Elle note surtout que le contournement par le tunnel permettra d'alléger la traversée de Thionville, qui sera déclassée, notamment en redirigeant obligatoirement les camions vers la nouvelle A31.
Au-delà du gain de temps attendu, la commission estime que le principal bénéfice pour les usagers sera une meilleure "fiabilité" du temps de parcours. Dit autrement, les particuliers comme les entreprises feront moins souvent face au caractère imprévisible d'un trajet sur l'A31.
Malgré tout, il est attendu que le trafic s'intensifie de 30% sur le sillon lorrain d'ici 2050, avec une "diminution relative de la fluidité" à horizon 2050. Soit 15 ans environ après la possible mise en service de la nouvelle infrastructure.

Sujet sensible et menaçant de nombreux emplois, l'échangeur permettant la création du nouveau tronçon autoroutier pour rejoindre le tunnel depuis l'A30 va empiéter sur une partie de la zone industrielle Sainte Agathe.

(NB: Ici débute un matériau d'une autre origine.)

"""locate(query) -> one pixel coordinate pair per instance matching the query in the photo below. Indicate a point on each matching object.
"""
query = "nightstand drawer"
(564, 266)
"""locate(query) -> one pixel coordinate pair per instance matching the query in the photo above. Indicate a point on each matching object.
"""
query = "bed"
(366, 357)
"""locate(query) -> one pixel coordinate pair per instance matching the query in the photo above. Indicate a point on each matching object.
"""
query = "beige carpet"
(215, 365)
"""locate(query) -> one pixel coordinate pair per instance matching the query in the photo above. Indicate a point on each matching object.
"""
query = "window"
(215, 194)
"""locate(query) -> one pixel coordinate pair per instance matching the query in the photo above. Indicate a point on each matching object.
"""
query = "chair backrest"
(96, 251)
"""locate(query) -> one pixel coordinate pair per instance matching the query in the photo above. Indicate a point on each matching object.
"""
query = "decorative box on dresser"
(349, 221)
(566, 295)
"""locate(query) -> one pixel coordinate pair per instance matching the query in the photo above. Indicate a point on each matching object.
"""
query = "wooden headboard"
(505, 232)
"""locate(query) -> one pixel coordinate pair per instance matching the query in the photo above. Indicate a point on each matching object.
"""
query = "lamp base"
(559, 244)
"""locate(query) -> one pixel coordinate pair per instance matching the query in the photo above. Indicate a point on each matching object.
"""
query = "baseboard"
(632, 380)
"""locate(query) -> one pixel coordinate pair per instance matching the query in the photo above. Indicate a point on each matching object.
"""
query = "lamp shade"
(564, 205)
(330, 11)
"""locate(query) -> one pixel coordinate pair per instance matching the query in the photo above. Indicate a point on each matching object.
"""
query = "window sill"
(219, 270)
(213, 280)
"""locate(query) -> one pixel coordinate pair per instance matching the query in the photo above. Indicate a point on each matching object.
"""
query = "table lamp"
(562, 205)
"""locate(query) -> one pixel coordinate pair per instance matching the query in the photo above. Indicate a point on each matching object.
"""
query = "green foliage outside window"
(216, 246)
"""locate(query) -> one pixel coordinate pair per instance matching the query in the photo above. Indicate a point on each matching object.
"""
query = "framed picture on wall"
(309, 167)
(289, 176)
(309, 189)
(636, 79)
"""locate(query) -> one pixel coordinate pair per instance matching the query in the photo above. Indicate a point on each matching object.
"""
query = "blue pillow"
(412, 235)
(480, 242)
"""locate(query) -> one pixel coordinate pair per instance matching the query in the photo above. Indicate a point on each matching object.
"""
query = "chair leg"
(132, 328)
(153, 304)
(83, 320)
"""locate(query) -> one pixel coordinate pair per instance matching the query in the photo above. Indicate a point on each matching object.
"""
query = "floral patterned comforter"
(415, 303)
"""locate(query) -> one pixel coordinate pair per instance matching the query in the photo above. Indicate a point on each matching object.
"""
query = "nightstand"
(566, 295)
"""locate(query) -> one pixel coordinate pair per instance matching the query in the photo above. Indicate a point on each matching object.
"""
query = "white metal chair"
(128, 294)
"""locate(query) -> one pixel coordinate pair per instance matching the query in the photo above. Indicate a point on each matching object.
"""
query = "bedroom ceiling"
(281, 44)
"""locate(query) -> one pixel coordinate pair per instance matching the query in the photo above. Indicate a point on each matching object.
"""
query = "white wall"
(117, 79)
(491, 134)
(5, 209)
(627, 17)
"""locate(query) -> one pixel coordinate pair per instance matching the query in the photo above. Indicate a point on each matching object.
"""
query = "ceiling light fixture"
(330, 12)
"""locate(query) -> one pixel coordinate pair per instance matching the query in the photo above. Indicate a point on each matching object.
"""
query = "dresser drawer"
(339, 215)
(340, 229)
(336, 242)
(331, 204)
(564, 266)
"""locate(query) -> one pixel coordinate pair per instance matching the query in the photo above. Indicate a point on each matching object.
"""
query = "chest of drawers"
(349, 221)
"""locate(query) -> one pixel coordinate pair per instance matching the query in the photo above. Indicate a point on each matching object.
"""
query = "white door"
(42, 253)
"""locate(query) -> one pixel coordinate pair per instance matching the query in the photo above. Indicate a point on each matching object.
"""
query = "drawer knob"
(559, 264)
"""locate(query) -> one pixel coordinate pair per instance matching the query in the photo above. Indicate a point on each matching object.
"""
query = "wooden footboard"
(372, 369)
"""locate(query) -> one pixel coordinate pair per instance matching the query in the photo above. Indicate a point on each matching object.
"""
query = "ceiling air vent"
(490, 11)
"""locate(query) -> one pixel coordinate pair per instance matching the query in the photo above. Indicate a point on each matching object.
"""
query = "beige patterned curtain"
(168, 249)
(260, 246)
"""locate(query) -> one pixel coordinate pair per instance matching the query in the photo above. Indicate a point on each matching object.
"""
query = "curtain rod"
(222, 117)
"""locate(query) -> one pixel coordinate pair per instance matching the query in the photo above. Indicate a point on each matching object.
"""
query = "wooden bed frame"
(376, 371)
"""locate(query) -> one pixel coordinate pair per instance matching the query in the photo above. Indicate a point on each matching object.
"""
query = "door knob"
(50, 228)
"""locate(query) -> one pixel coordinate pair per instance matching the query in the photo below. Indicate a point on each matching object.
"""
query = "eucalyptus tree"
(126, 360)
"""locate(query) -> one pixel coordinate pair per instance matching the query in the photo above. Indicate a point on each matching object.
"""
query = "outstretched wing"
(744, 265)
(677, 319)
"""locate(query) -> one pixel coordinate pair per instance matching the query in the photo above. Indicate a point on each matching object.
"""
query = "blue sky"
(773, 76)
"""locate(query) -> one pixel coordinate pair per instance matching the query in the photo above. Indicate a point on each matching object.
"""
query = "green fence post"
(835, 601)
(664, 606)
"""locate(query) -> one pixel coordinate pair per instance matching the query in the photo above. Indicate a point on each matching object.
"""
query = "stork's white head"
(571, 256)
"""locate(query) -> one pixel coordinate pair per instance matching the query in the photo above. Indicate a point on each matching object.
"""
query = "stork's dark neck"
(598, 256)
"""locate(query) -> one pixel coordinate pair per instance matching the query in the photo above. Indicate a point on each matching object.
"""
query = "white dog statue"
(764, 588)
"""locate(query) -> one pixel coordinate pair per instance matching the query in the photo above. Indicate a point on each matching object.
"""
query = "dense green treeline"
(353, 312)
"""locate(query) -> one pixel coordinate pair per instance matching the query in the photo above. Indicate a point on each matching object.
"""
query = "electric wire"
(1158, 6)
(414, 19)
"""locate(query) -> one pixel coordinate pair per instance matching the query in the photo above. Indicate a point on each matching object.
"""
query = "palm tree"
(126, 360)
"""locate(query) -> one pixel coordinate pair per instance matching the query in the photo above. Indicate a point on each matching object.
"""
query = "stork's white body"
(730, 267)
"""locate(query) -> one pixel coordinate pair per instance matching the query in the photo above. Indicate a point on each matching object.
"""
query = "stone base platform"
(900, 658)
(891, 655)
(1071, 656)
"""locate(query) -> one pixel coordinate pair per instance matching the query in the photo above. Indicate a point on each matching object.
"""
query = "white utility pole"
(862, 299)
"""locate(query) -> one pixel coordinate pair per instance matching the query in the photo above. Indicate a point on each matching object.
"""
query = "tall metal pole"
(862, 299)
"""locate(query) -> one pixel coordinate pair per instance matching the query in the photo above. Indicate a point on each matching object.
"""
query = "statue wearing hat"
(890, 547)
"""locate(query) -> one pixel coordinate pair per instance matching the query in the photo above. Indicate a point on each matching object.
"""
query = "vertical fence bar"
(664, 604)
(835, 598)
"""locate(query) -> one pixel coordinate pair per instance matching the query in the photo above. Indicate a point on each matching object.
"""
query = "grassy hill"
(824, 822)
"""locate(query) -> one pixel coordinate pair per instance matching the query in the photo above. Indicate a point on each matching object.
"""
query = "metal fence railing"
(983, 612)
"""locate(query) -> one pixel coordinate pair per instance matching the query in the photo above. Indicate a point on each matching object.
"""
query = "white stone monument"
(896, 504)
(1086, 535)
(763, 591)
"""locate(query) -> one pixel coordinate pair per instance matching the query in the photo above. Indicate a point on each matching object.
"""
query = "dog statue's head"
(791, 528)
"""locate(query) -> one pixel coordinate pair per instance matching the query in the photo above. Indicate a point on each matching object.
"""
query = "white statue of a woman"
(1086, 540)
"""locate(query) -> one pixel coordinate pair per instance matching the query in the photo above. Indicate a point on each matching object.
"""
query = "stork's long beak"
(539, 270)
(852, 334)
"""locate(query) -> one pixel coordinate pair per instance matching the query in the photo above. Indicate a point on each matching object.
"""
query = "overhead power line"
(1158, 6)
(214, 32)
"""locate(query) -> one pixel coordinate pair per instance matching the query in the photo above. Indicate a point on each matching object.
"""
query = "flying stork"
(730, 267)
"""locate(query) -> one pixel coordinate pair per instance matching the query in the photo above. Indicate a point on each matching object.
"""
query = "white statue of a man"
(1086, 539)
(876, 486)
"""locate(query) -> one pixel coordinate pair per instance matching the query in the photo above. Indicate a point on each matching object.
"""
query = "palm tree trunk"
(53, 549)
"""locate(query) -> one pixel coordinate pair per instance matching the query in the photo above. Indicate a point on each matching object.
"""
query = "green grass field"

Plusieurs entreprises représentant quelque 700 emplois vivent toujours dans l'incertitude. Certaines sont menacées d'expropriation et de relocalisation.
La Dreal Grand Est, maître d'ouvrage de l'A31bis, "a entendu ces préoccupations et s’engage à revoir l’échangeur pour réduire considérablement l’impact sur les entreprises et donc le besoin en relocalisation". La commission lui recommande de vite éclaircir les zones d'ombre qui subsistent sur le tracé du nouvel échangeur de Sainte Agathe.
Concernant la relocalisation des entreprises, la commission juge "inopportune" la solution évoquée précédemment : implanter les entreprises sur une zone agricole voisine du domaine de Bétange et de l'allée des marronniers.

Les propriétaires du domaine de Bétange, site classé aux Monuments historiques, sont historiquement opposés au projet. Et dénoncent la pollution sonore, visuelle et atmosphérique induite par la circulation autoroutière.
En plus du dérangement de la faune locale, ils craignent également la création du tunnel juste sous l'allée des marronniers. Selon la Dreal, le tunnel serait toutefois créé "à plus de 12 mètres de profondeur" sous l'allée, sous le système racinaire de ses arbres bientôt doublement centenaires. Une affirmation que la commission d'enquête assure avoir vérifiée "par plusieurs sources dont la Société Nationale d’Horticulture de France".
L'enquête publique a pris fin le 27 juin 2026. À partir de cette date, l'État a un an et demi au maximum pour réaliser, ou refuser, la déclaration d'utilité publique. L'État rédigera ensuite un cahier des charges pour mener les travaux de l'A31 avant de publier un appel d'offre pour choisir un concessionnaire. Les travaux ne devraient pas débuter avant 2031, au mieux. À terme, l'A31 devrait ressembler à la portion d'A3 déjà rénovée : une bande d'arrêt d'urgence ouverte aux transports en commun et trois voies de circulation par sens, dont une voie de gauche éventuellement réservée aux bus et au covoiturage.